British composer Michael Nyman got my attention several years ago with his music.
So when I had the chance to review two later Nyman operas, I was filled with anticipation. I refer to the new 4-CD set just released on Michael Nyman Recordings, providing full versions of Man and Boy: Dada and Love Counts.
Man and Boy centers around the moving story of Dada artist Kurt Schwitters, who in real life was persecuted by the Nazis for his "anti-Aryan" Merzbow art and escaped Germany in the early '40s. The story of Man and Boy picks up when he has entered England as a refugee. He strikes up a friendship with a young boy he meets at a bus stop. The boy collects discarded bus tickets, a rather pointless hobby. Schwitters too is interested in gathering these particular castoffs of everyday life for a new Merzbow collage. Schwitter's eventually courts the boy's mother, a widow as a result of the Nazi V-Rocket "Sputterbug" bombings. That's the basic premise of the plot. An underlying theme is the contrast between the monstrous cultural unreason of the Nazis versus the benign unreason of Schwitter's art. The fragility and tenuous nature of existence in the face of Nazi savagery and the need to try to continue on with life in spite of its utter disintegration also provide important thematic elements.
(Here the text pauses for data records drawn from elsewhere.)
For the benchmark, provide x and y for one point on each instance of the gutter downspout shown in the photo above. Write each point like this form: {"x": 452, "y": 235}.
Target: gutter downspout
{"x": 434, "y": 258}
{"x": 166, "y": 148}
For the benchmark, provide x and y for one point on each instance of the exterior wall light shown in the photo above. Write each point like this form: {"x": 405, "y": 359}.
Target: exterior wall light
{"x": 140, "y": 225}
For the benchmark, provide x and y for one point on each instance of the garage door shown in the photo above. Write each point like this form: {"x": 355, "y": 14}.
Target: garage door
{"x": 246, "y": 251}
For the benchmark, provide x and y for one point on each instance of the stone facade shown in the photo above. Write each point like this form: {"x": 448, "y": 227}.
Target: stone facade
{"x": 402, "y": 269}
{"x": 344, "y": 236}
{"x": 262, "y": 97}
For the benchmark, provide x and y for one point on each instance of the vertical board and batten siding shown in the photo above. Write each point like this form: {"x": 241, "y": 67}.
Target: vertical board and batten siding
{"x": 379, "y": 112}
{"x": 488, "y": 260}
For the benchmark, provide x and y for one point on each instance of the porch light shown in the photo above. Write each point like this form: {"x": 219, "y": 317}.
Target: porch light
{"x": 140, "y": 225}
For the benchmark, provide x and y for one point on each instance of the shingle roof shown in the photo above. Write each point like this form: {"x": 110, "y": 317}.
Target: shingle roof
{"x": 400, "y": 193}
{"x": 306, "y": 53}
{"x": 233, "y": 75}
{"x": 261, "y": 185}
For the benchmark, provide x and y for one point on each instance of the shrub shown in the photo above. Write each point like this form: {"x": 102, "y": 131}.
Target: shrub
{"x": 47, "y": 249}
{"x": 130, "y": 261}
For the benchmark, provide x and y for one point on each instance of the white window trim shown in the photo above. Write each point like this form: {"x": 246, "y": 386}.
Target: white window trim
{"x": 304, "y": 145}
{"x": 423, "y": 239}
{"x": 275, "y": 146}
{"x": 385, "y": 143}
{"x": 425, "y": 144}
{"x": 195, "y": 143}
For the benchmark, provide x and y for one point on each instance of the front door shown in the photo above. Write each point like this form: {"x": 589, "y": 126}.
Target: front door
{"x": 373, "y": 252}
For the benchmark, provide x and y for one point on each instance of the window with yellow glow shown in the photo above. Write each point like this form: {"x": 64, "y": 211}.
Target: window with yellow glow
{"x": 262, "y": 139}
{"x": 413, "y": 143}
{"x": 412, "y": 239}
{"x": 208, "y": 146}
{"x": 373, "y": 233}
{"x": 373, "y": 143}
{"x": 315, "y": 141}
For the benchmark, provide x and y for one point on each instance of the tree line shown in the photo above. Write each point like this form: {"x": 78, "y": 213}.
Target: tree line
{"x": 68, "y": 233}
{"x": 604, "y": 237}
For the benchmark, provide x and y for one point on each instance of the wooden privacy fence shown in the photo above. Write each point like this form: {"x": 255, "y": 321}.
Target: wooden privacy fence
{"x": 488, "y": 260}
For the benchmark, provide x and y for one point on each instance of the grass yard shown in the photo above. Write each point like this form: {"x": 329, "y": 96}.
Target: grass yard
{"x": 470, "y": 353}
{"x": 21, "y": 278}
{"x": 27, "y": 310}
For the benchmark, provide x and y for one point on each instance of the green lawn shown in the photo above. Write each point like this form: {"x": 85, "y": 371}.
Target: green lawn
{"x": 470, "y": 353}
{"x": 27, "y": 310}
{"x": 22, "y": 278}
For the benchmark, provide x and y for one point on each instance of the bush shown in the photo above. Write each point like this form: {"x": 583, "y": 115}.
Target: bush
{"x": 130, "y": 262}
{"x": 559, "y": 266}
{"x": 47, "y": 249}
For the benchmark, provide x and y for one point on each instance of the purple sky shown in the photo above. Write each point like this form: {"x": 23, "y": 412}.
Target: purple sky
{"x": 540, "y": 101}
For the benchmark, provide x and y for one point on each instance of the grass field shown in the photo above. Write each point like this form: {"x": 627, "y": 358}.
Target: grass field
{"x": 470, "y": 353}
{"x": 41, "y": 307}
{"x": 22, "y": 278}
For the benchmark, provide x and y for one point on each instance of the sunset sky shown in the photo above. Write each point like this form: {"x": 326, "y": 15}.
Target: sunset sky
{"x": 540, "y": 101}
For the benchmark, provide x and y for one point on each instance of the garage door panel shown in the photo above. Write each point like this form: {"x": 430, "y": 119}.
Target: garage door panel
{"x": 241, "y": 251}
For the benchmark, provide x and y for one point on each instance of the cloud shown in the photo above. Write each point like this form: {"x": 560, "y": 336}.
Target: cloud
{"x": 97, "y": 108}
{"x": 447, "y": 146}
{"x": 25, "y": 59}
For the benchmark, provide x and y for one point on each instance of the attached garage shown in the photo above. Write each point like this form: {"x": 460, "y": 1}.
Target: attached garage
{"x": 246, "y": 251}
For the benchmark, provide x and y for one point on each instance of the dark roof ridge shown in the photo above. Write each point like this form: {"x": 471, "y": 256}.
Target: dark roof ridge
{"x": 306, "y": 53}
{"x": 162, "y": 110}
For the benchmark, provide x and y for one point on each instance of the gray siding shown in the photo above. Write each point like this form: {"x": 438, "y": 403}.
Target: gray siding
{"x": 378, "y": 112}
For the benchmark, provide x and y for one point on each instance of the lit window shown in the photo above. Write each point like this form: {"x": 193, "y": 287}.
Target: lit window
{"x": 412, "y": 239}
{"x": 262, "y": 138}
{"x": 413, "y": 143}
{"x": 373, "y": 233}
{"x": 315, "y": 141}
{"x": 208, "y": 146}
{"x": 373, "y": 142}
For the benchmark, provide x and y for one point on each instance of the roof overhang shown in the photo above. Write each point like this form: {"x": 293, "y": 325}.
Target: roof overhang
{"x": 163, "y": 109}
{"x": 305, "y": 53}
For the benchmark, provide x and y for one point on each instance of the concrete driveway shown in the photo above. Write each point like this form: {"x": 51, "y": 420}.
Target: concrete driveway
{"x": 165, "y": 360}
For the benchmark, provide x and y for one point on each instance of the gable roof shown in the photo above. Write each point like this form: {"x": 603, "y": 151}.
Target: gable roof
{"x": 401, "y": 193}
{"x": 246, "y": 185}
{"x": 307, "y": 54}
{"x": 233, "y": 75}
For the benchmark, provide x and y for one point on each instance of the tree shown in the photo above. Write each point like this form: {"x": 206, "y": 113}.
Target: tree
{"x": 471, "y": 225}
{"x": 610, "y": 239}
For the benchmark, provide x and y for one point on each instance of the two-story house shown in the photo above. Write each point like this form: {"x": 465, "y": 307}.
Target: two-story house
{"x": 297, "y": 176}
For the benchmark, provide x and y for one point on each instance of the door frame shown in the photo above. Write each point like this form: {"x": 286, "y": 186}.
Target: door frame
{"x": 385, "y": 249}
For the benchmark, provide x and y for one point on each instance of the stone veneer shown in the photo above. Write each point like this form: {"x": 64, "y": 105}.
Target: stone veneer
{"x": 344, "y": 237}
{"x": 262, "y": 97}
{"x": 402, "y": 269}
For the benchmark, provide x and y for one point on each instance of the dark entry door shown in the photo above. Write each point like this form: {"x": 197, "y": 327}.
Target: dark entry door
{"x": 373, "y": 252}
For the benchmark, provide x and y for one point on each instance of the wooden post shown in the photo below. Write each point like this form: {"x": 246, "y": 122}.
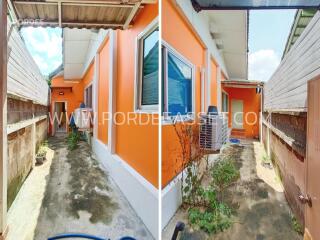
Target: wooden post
{"x": 3, "y": 117}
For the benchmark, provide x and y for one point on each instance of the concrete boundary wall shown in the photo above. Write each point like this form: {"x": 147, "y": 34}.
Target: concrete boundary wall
{"x": 290, "y": 164}
{"x": 27, "y": 129}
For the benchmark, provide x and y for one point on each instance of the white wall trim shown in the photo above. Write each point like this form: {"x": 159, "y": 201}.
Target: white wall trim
{"x": 219, "y": 95}
{"x": 137, "y": 70}
{"x": 208, "y": 60}
{"x": 180, "y": 56}
{"x": 95, "y": 95}
{"x": 102, "y": 35}
{"x": 22, "y": 124}
{"x": 112, "y": 90}
{"x": 142, "y": 195}
{"x": 201, "y": 27}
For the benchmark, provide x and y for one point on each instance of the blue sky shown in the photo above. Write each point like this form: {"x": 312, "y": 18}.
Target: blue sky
{"x": 268, "y": 32}
{"x": 45, "y": 45}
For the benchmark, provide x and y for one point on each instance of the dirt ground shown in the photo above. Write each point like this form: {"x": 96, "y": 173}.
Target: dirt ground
{"x": 71, "y": 192}
{"x": 261, "y": 210}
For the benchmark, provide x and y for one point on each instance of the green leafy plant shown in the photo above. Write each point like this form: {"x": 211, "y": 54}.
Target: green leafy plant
{"x": 296, "y": 225}
{"x": 73, "y": 139}
{"x": 43, "y": 149}
{"x": 224, "y": 173}
{"x": 266, "y": 158}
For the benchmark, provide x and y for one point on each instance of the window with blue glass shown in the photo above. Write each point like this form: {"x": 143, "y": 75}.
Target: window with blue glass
{"x": 148, "y": 72}
{"x": 178, "y": 85}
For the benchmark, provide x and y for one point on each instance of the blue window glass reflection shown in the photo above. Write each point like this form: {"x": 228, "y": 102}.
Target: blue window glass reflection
{"x": 150, "y": 84}
{"x": 179, "y": 86}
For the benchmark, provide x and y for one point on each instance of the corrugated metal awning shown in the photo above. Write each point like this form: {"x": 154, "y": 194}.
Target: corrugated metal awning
{"x": 113, "y": 14}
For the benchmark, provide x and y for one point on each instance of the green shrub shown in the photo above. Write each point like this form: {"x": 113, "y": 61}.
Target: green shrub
{"x": 224, "y": 173}
{"x": 208, "y": 212}
{"x": 215, "y": 218}
{"x": 296, "y": 225}
{"x": 73, "y": 139}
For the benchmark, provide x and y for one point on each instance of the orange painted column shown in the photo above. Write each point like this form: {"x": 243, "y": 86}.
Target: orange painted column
{"x": 180, "y": 36}
{"x": 136, "y": 142}
{"x": 103, "y": 92}
{"x": 214, "y": 85}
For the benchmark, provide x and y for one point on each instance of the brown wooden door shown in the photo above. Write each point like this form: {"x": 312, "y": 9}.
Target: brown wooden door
{"x": 313, "y": 160}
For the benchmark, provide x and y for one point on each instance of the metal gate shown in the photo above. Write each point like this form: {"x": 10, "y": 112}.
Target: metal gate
{"x": 313, "y": 162}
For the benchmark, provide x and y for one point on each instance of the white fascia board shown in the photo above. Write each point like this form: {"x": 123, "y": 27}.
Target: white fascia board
{"x": 200, "y": 24}
{"x": 93, "y": 48}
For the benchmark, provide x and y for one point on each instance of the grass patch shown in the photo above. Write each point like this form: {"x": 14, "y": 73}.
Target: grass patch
{"x": 73, "y": 140}
{"x": 297, "y": 227}
{"x": 208, "y": 211}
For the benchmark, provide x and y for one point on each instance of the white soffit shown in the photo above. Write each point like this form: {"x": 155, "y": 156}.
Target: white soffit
{"x": 228, "y": 28}
{"x": 76, "y": 46}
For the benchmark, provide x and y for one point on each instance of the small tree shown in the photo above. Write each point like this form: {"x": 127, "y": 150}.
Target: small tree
{"x": 190, "y": 156}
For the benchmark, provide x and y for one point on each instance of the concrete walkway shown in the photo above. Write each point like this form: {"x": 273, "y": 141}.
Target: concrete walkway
{"x": 71, "y": 192}
{"x": 262, "y": 212}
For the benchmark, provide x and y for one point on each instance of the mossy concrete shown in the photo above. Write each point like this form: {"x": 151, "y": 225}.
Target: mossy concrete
{"x": 77, "y": 196}
{"x": 259, "y": 205}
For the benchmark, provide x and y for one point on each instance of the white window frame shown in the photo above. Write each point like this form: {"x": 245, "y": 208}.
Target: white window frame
{"x": 138, "y": 107}
{"x": 85, "y": 96}
{"x": 167, "y": 48}
{"x": 224, "y": 92}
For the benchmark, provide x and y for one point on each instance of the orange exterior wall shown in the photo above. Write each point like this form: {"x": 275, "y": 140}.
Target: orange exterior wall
{"x": 251, "y": 103}
{"x": 177, "y": 33}
{"x": 136, "y": 144}
{"x": 73, "y": 98}
{"x": 214, "y": 86}
{"x": 103, "y": 92}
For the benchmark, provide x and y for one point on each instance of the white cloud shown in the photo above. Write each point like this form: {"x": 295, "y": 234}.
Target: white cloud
{"x": 41, "y": 63}
{"x": 45, "y": 45}
{"x": 262, "y": 64}
{"x": 42, "y": 41}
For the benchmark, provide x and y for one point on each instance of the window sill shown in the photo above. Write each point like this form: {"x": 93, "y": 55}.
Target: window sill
{"x": 174, "y": 119}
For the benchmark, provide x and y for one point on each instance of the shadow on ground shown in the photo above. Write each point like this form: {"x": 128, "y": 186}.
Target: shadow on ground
{"x": 261, "y": 211}
{"x": 80, "y": 197}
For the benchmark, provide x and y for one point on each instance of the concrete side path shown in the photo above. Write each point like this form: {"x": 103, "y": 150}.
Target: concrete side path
{"x": 71, "y": 192}
{"x": 262, "y": 212}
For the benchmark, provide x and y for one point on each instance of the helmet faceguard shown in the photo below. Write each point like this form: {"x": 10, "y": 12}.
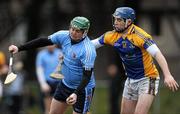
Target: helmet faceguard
{"x": 80, "y": 23}
{"x": 124, "y": 13}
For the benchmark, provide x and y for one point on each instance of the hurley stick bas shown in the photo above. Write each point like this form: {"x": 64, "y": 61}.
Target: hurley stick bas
{"x": 11, "y": 76}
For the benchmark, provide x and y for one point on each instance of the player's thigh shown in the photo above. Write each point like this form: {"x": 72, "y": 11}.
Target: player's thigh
{"x": 144, "y": 103}
{"x": 57, "y": 107}
{"x": 128, "y": 106}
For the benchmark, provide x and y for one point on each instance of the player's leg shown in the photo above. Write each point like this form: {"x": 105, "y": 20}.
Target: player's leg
{"x": 57, "y": 107}
{"x": 148, "y": 88}
{"x": 128, "y": 106}
{"x": 130, "y": 97}
{"x": 82, "y": 106}
{"x": 58, "y": 104}
{"x": 144, "y": 104}
{"x": 49, "y": 95}
{"x": 47, "y": 103}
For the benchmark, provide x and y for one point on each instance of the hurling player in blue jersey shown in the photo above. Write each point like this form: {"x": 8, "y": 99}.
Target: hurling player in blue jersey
{"x": 77, "y": 87}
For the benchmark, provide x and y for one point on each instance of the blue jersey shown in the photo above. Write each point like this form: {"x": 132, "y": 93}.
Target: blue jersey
{"x": 48, "y": 61}
{"x": 76, "y": 57}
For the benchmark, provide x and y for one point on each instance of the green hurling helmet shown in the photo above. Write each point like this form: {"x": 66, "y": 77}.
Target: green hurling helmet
{"x": 80, "y": 23}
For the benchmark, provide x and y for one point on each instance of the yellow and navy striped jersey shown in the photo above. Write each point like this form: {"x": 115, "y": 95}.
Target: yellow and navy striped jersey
{"x": 132, "y": 47}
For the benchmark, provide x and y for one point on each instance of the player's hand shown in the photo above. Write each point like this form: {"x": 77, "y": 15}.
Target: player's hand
{"x": 171, "y": 83}
{"x": 13, "y": 49}
{"x": 71, "y": 99}
{"x": 45, "y": 88}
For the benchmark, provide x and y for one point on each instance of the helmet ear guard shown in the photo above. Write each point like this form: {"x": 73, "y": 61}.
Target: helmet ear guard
{"x": 80, "y": 23}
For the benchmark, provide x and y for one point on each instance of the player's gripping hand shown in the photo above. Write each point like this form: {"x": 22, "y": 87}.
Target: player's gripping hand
{"x": 13, "y": 49}
{"x": 71, "y": 99}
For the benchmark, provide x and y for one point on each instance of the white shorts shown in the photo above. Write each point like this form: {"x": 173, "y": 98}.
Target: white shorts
{"x": 134, "y": 87}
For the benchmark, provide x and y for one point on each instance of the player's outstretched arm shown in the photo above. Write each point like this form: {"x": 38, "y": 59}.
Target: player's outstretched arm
{"x": 36, "y": 43}
{"x": 168, "y": 78}
{"x": 85, "y": 80}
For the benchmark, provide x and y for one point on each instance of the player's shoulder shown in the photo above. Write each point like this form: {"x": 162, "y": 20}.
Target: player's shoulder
{"x": 88, "y": 45}
{"x": 63, "y": 32}
{"x": 141, "y": 33}
{"x": 42, "y": 52}
{"x": 110, "y": 33}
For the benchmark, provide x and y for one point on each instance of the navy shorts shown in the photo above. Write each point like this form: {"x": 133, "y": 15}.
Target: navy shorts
{"x": 83, "y": 99}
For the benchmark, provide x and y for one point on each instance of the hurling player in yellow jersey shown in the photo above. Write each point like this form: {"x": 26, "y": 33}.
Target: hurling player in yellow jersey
{"x": 137, "y": 50}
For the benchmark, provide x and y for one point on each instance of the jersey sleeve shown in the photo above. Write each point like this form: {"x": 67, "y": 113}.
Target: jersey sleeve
{"x": 88, "y": 58}
{"x": 148, "y": 42}
{"x": 145, "y": 41}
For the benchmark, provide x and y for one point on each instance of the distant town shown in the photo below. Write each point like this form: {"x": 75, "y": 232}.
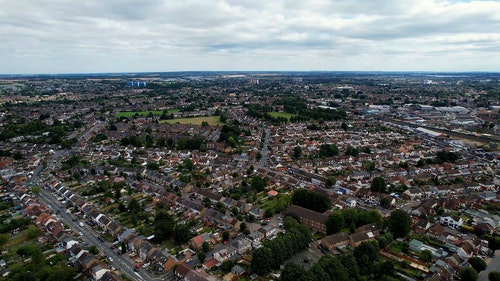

The music and libretto conjoin quite nicely. The cast and orchestra are totally convincing in their realization of the work. The music combines a kind of '40s dance hall quality with restless passage work and melodic cells that repeat and develop in time. It all works very well and reaffirms that Nyman has gone his own way to produce a music that is accessible yet movingly "post-modern," a term I use with reluctance but in the sense of a combination of disparate elements to achieve a new synthesis. There is the music-dance hall element, some of the minimalist tendencies, conventional tonality, orchestration that touches on a sort of neo-classicism, and some old-time jazz and pop references. The end result is most assuredly Nyman Music, just as Charles Ives' various juxtapositions produced music that bore the inimitable stamp of his musical personality.
The second opera, Love Counts, has similar qualities. It too has the various combinations of "high" and "low" musics Nyman-style. It may not be quite as compelling as Man and Boy: Dada, but it certainly has plenty of redeeming qualities and a quirky plot typical, it would seem, of Nyman's preferred subject matter. Space does not really permit a long discussion of the virtues of this work. It doesn't quite strike me as reaching the level of Man and Boy, but it is nonetheless nice that it is included as a companion piece in this set.
These are superlative performances that will undoubtedly not be rivalled for a long time to come. Nyman should not be ignored. He is an important composer and these two works are quite excellent examples of why that is so.